The state’s unemployment system was augmented by the federal CARES Act as coronavirus threatened the United States and both federal and state leaders set up safety nets for displaced workers. In Michigan, that included extending benefits from 20 weeks to 26 weeks. While the state’s maximum benefit hasn’t changed in 18 years, the federal move expanded it to part-time and contract workers.

“It was designed so that it’s a maximum incentive,” Horrigan said, “but there was no time to figure out all of the nuances for income protection.”

Ultimately, the goal was to get people to stay home for prolonged periods of time to keep the virus from spreading “and make sure they can live and pay the rent,” he said.

That goal was achieved for many people, Horrigan said, during the heat of the crisis.

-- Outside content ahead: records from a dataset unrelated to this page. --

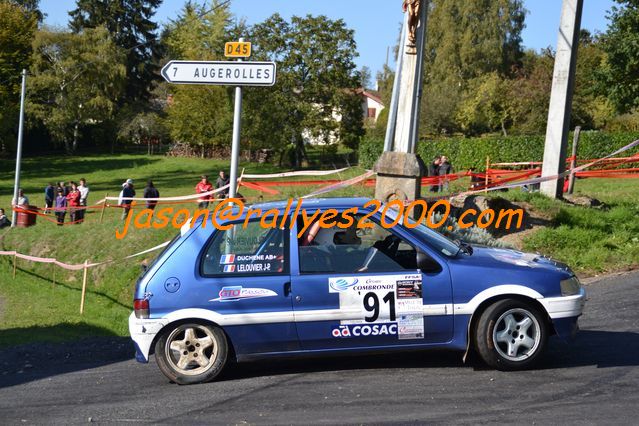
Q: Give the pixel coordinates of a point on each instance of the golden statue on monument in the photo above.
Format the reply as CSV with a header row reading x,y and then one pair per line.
x,y
413,9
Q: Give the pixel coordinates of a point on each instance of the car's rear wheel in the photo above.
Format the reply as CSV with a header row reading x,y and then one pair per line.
x,y
511,334
191,353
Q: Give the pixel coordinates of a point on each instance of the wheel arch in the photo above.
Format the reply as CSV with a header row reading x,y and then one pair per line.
x,y
200,320
476,314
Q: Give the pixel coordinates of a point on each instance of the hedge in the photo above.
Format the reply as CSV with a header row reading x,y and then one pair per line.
x,y
466,153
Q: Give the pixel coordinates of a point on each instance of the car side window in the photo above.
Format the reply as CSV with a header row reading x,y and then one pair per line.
x,y
352,250
250,250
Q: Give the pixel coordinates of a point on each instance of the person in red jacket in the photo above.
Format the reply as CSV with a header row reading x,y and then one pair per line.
x,y
204,186
73,201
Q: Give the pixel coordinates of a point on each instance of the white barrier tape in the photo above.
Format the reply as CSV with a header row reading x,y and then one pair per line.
x,y
299,173
81,266
550,178
181,198
340,185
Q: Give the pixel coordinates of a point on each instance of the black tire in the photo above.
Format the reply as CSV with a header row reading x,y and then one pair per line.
x,y
184,366
509,347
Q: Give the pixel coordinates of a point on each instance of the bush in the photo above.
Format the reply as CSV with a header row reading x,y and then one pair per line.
x,y
466,153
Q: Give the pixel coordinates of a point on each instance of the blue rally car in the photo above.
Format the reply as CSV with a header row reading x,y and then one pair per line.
x,y
246,292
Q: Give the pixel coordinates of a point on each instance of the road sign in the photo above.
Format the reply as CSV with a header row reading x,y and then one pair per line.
x,y
220,72
235,49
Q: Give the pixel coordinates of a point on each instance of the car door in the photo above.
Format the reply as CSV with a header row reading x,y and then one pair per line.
x,y
352,294
246,268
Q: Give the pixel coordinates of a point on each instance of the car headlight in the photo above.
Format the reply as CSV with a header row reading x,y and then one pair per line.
x,y
570,287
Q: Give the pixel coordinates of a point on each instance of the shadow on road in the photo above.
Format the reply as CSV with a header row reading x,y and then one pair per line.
x,y
591,348
598,348
26,363
34,361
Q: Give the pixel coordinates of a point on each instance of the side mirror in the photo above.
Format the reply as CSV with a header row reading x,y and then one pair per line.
x,y
427,264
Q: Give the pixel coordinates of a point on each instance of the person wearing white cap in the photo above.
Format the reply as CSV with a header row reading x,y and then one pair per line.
x,y
127,192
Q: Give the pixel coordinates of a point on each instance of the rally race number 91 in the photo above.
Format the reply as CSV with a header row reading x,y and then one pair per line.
x,y
395,299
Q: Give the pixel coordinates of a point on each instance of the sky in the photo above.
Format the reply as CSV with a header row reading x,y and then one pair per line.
x,y
376,22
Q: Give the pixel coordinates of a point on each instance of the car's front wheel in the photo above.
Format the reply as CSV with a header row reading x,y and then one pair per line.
x,y
191,353
511,334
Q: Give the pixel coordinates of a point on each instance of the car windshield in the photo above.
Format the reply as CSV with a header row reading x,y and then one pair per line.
x,y
429,236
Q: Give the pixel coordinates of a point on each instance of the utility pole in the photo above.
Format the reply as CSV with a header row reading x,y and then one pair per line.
x,y
563,83
16,186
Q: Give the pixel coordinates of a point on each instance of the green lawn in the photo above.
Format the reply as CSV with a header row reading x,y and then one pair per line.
x,y
34,308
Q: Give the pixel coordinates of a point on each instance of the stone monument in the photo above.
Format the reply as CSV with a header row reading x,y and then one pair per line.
x,y
399,170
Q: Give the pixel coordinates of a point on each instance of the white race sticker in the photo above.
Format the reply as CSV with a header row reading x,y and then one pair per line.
x,y
383,299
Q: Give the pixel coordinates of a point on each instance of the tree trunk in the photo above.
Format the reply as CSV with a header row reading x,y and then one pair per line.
x,y
75,137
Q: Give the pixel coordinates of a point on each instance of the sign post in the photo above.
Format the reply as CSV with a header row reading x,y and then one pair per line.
x,y
237,128
226,73
16,186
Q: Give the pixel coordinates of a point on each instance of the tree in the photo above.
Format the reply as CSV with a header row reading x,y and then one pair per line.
x,y
317,81
16,33
621,44
466,40
366,77
486,106
144,128
199,115
29,6
77,80
131,28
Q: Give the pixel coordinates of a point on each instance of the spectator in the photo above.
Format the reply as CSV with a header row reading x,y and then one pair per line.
x,y
73,202
65,189
4,220
445,168
49,195
433,171
202,187
60,206
23,200
221,182
84,195
127,192
151,192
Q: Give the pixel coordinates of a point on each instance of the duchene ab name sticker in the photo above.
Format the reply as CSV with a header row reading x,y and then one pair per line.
x,y
392,300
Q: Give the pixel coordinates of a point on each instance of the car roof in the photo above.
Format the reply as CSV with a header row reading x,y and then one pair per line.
x,y
315,203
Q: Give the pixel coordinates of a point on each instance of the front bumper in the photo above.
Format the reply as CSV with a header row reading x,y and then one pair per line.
x,y
143,332
565,306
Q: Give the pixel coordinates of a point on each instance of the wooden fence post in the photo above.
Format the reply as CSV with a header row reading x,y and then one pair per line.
x,y
573,161
84,286
487,167
103,207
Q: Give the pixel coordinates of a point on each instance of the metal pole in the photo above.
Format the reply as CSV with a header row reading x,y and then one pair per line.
x,y
392,113
560,107
419,77
235,148
16,186
573,161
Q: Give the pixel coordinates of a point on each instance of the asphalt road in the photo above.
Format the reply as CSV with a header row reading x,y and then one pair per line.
x,y
593,381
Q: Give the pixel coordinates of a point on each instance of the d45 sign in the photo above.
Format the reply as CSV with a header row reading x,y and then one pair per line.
x,y
236,49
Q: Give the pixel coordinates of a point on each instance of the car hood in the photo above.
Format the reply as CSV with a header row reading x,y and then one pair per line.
x,y
505,258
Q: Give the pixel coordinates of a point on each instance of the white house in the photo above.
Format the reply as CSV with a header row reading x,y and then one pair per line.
x,y
372,106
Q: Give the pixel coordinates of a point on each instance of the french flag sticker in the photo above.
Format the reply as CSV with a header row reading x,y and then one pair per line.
x,y
227,259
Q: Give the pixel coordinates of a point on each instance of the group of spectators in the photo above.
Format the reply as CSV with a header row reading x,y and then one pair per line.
x,y
71,197
58,199
440,166
151,193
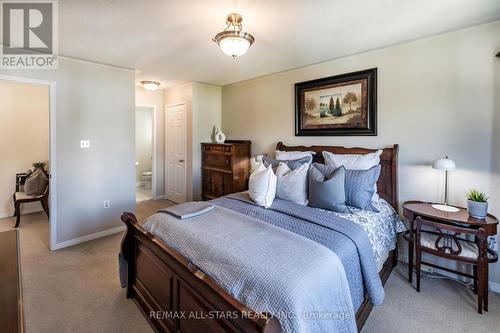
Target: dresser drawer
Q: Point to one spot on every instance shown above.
(217, 160)
(216, 184)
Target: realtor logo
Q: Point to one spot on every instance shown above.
(29, 35)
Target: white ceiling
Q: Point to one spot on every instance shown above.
(170, 41)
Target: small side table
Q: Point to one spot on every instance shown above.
(413, 210)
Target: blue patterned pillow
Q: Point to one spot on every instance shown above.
(360, 186)
(292, 164)
(327, 188)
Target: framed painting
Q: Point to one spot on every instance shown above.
(338, 105)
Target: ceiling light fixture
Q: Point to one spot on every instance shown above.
(232, 40)
(150, 85)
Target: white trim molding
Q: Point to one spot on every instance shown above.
(90, 237)
(52, 151)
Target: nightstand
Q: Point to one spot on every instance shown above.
(439, 233)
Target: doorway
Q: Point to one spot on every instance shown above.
(27, 127)
(175, 153)
(144, 152)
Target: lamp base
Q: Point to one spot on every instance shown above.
(446, 208)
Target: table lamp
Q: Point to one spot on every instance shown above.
(446, 165)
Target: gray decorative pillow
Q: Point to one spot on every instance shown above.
(360, 186)
(36, 184)
(327, 188)
(292, 164)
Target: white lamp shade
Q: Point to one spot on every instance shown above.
(444, 164)
(234, 46)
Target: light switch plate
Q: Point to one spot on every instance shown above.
(84, 143)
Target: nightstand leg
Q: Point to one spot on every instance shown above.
(410, 256)
(474, 274)
(480, 291)
(486, 282)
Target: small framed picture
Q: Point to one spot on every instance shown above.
(338, 105)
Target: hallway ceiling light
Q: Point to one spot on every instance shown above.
(150, 85)
(232, 40)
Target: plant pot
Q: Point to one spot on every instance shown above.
(477, 210)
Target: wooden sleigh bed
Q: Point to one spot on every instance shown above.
(168, 289)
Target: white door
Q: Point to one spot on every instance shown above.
(175, 153)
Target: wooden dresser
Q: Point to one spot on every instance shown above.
(225, 167)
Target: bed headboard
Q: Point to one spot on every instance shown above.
(387, 184)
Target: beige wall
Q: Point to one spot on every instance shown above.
(93, 102)
(183, 94)
(435, 97)
(24, 136)
(155, 98)
(143, 140)
(495, 154)
(203, 112)
(206, 115)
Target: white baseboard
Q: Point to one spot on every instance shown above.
(494, 287)
(90, 237)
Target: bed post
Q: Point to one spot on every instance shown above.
(128, 252)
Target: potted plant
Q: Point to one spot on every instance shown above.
(477, 204)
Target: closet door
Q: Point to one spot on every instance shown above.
(175, 153)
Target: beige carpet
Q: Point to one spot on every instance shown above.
(77, 290)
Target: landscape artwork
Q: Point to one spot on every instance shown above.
(339, 105)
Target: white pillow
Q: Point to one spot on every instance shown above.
(292, 184)
(293, 155)
(354, 162)
(262, 186)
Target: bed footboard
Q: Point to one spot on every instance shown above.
(175, 296)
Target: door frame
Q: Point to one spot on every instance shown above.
(154, 148)
(187, 160)
(52, 152)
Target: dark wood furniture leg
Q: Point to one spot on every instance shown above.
(418, 263)
(486, 287)
(410, 253)
(17, 212)
(480, 293)
(474, 274)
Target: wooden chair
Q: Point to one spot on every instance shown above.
(442, 241)
(20, 197)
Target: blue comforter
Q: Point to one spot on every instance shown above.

“Was it perfect? Absolutely not,” Horrigan said. “Will the incentive remain forever? No.” 

White House economic adviser Larry Kudlow said recently that he doesn’t expect the $600 PUA payment to be extended beyond July 31. Some reports indicate it could be replaced by a back-to-work bonus.

But in the meantime, job openings are increasing in Michigan.

“We’re seeing a big resurgence in hiring,” said Robb. Express Employment Professionals, a national franchise, has operated in West Michigan since 1996, he said, and placed about 30,000 people in jobs since then. 

Robb regularly works with an estimated 300 employers. His most recent openings are to fill mostly light manufacturing and skilled trades positions, along with jobs in warehouses and distribution.

The drive-up job fair was organized as recruiters tried to reach a lot of potential workers at one time, he said. A virtual job fair about a month ago resulted in 400 sign-ups, and the company is making it easy for applicants to drive into their parking lot, fill out an application and talk to a recruiter without leaving their car.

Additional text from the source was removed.